私はバプテスマを受ける前にエホバの証人をやめていたので排斥処分にはならなかった。万が一排斥処分となると家族であっても接触を最低限に保たねばならないとものみの塔協会の戒律で決まっている。排斥処分にはなっていなかった私に対して両親ともに親として充分に関わりを持ち続けてくれた。





あなたの家にも必ずやって来るエホバの証人

ものみの塔協会の洗脳に一家で陥り家庭が崩壊するという不運に見舞われたものの、私はそれでも恵まれた両親のもとに生まれてきたのである。歴史にもしもはないのだが、エホバの証人にさえ出会わなければこんな運命をたどらなかったのである。しかしエホバの証人は必ずあなたの元にやってくる。
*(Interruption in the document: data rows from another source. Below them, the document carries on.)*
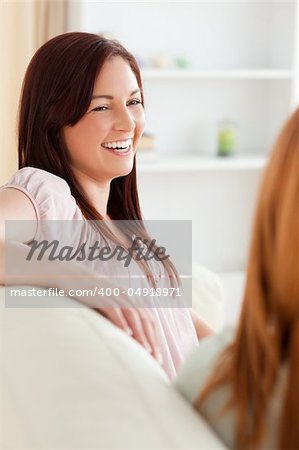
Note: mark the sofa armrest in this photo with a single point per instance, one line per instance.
(208, 296)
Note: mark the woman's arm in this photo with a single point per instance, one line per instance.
(66, 275)
(202, 329)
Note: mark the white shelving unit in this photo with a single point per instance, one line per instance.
(189, 163)
(244, 67)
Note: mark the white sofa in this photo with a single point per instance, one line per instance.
(72, 380)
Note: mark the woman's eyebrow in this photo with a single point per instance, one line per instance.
(110, 96)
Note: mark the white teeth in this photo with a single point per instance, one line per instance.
(122, 144)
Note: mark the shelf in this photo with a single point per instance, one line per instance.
(189, 163)
(242, 74)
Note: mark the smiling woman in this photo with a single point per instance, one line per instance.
(81, 118)
(110, 129)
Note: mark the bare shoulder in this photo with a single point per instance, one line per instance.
(16, 205)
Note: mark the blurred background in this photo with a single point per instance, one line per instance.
(220, 78)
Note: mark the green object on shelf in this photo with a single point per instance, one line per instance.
(226, 138)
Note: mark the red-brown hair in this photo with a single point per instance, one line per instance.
(57, 91)
(267, 336)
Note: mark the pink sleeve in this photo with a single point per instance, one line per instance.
(50, 195)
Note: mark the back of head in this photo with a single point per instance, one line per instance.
(267, 337)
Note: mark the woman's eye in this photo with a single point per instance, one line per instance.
(101, 108)
(135, 101)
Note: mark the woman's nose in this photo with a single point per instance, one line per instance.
(124, 120)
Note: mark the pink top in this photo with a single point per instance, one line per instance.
(52, 200)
家から家を誰一人として漏らさないようにして巡っているからだ。エホバの証人に出会うという不運は必然なのである。

危険なカルトに洗脳されたエホバの証人は間違いのない善行のつもりで熱心に勧誘活動を行っている。その伝道奉仕活動はおせっかいで無意味で何も生み出さない。新たな信者の発掘はものみの塔協会という組織を潤すだけで何も生産しないのだ。彼らのボランティア活動は平和な家庭の破壊活動なのである。